Tuesday, July 13, 2010

Possible Explosives in Rail Tank Car

A very scary posting on the Los Angeles Fire Department Blog yesterday. It describes a major operation of the LAFD (68 Firefighters/HAZMAT personnel). It seems that someone discovered a number (78?) packages inside of a rail car. Most of them may have been packages of marijuana, but at least one was suspicious enough to cause the LAPD bomb squad to detonate the coffee can sized package. 

While this appears to be a drug smuggling case (perhaps from Mexico, no specific word in the LAFD Blog), this is the type of incident that really worries chemical security people. While it is very easy to search the outsides of railcars entering chemical facilities (or hazmat rail cars during any railroad transfer operation), searching the inside of a full railcar is a near impossibility. Even checking inside an inbound empty railcar is problematic. 

Five pounds of explosives (a coffee can sized container) in a sealed tank car of just about any liquid is going to turn that car into a good size bomb. It wouldn’t truly be an explosive bomb; just a sudden increase in pressure (from the relatively small blast) and the vaporization of a quantity of the nearby liquid will cause a catastrophic failure of the rail car. 

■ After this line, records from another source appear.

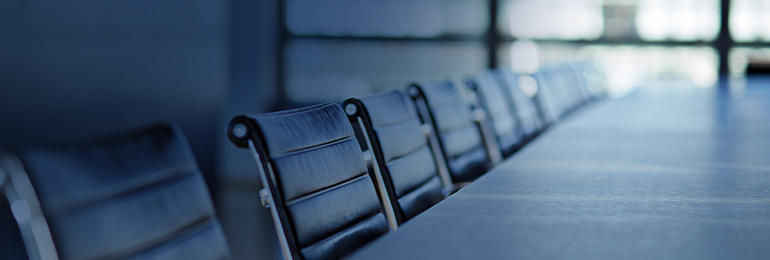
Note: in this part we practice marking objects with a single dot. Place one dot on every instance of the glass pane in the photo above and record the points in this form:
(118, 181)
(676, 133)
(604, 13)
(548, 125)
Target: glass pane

If the car contains a flammable liquid (or even a combustible liquid) the rupture of the car or flow of the liquid is sure to provide enough of a static electric source to ignite the liquid and form a huge fireball. The only real prevention is to be sure of who is shipping to you so that they take appropriate precautions before the railcar is loaded, closed and sealed. Then a facility needs to check the seals on the car before allowing it on the property. Of course railroads aren’t really happy with the delays that such procedures can cause. 

This story also points out how important that it is to conduct a good check of the interior of rail tank cars (and tank trucks, and ISO Containers, and….) prior to loading them. I know from personal experience that a 100% visual inspection of the interior of these tanks is a major pain, especially if the tank is in dedicated service (and thus not cleaned between loadings). This seems to me to be a very good place to use a dedicated video system.